The song appeared in the 1993 video Sesame Street's 25th Birthday: A Musical Celebration.[10] "Monster in the Mirror" was one of the songs in the 1995 album "Sesame Street: Platinum All-Time Favorites"[2] and the 2003 album Songs from the Street: 35 Years of Music.[11]
One of the song's refrains is "Wubba Wubba Woo".[8] In September 2002, First LadyLaura Bush appeared on Sesame Street and read a book called Wubba, Wubba, Woo! to Big Bird, Elmo, and several children to promote children's literacy.[12][13][14]
Analysis
Maureen Turim in the 2000 book Psychoanalyses / Feminisms wrote that the song is about a baby happening upon a monster in the mirror. After a few of the song's verses, the monster's intense stare becomes less fierce. Turim said that the verses move from "the transliteration of babytalk" ("Wabba wabba wabba wabba woo woo woo") to "recognizable English phonemes" ("I will wabba you and you will wabba me"). She interpreted the latter verse as being babytalk for "I will love you if you will love me". She wrote that "Violence, proxemics, and touch are hinted at when the monster's 'wabba' seems to become meaningfully transitive and even aggressive, sounding like a threatening 'rubba'."[15]

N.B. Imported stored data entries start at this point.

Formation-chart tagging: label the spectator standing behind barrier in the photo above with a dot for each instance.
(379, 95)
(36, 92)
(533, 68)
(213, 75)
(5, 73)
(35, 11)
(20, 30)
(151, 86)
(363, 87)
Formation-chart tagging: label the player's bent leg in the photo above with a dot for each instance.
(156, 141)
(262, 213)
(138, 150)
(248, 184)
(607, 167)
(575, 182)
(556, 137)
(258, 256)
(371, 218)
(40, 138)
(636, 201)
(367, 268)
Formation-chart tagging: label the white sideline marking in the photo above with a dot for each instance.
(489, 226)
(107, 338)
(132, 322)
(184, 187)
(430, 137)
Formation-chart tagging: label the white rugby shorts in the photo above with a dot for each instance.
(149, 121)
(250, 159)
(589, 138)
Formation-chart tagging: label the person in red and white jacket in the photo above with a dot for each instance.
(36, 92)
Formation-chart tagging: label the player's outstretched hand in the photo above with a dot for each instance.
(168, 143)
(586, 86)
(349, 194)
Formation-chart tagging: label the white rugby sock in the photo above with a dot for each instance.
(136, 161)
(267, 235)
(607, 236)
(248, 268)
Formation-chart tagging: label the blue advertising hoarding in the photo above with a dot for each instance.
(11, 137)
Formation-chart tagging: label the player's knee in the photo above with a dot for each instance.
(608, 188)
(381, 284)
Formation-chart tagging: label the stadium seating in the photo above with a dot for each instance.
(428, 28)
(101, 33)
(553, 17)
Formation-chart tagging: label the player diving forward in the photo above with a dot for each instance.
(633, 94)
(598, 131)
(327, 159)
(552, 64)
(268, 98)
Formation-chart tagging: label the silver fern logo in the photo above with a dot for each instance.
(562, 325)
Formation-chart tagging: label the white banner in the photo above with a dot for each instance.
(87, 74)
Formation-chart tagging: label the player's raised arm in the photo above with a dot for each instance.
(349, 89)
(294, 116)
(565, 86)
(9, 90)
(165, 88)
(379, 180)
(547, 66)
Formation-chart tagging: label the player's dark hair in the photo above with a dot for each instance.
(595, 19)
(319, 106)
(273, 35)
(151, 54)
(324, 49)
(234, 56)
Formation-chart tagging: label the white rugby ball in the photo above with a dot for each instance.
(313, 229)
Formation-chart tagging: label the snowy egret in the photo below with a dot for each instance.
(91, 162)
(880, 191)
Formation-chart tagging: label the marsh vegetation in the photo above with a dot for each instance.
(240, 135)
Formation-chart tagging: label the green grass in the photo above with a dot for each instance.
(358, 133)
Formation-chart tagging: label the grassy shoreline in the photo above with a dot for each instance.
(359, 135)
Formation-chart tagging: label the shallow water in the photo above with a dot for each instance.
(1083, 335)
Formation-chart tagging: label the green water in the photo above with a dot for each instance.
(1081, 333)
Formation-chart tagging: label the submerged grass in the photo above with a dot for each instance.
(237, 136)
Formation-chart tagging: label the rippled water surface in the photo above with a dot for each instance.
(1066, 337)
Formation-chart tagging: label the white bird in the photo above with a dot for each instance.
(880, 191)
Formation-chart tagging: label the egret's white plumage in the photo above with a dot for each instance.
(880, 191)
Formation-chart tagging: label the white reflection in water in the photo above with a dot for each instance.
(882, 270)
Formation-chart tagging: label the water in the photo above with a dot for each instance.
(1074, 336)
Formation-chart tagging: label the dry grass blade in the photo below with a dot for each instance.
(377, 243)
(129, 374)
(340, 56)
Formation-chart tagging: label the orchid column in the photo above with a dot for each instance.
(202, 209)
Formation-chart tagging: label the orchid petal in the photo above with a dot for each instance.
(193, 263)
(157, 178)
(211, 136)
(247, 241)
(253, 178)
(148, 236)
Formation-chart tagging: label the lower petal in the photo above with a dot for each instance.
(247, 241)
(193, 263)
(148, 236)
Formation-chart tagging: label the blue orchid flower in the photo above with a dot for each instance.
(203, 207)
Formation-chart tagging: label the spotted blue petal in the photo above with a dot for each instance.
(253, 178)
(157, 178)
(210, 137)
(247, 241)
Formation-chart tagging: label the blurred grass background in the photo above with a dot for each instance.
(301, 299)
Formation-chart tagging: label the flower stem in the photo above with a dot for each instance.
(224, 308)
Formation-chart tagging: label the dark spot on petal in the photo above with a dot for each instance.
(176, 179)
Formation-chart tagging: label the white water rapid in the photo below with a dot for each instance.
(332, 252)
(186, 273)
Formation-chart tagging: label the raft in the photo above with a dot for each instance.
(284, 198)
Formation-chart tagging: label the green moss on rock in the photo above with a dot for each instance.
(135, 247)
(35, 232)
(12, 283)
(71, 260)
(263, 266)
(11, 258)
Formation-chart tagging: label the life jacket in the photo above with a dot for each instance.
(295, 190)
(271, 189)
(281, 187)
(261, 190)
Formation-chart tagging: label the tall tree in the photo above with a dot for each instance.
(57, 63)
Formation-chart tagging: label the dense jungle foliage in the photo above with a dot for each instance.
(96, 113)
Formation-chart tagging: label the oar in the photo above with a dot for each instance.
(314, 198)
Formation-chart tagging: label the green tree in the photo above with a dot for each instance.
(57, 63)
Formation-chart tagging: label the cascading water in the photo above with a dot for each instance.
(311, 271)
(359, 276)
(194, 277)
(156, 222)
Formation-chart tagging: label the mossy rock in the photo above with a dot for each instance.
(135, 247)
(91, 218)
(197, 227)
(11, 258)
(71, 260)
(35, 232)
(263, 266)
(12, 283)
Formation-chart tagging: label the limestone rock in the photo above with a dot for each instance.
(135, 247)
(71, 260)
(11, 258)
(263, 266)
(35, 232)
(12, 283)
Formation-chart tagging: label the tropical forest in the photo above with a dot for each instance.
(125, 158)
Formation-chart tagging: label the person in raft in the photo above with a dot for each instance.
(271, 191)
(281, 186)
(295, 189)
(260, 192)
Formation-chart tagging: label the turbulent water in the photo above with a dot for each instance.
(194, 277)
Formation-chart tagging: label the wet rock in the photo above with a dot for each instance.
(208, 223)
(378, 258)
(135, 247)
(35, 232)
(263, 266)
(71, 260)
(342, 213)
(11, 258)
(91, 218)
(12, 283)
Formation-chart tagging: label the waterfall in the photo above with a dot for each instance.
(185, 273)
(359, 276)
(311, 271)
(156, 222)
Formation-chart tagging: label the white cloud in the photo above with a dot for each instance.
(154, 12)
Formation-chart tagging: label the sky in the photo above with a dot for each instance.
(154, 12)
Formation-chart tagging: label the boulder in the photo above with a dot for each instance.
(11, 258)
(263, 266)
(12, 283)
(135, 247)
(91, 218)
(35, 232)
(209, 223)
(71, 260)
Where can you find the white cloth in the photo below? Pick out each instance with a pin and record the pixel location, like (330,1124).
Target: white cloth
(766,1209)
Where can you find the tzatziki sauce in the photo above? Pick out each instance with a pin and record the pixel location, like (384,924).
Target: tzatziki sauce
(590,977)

The music video accompanying the song features a collection of scenes from popular culture in television. The scenes are not only from PBS shows or children's shows but also from shows for older viewers. Turim said that one interpretation of this is that Sesame Street is telling viewers "This is you, your mirror, your culture, never first or last, but in one looping, eternally present surround. This is how you will learn to see, to speak, to move, and to love—watch and learn".[15]
In the 2008 book Monster Boss, Patricia King wrote in a chapter titled "The Monster in Your Mirror: You're Scaring Your Employees" that Grover "croons about how he tamed the monster in the mirror with kindness". She said that managers can sometimes be both "a monster boss's victim" and "some other victim's monster boss". King concluded that "Grover's song has a point. In good management practice, kindness is a good place to start."[16]
Reception
Maria Bartholdi on Twin Cities PBS's Rewire website called "Monster in the Mirror" one of the "Top 10 Greatest Sesame Street Musical Moments" and said "It is impossible not to dance to this catchy number!" She said the song has "the deeper message of being the change you'd like to see in the world".[17]David Zurawik of the Los Angeles Times called the "Monster in the Mirror" "unforgettable" because of the "Wubba, wubba, wubba, wubba, woo" chorus and the celebrity music video "the happiest two minutes of film that I've ever seen".[8] David Whitehouse of The Guardian said "Monster in the Mirror" gave viewers "the classic Ray Charles duet with the Cookie Monster".[18]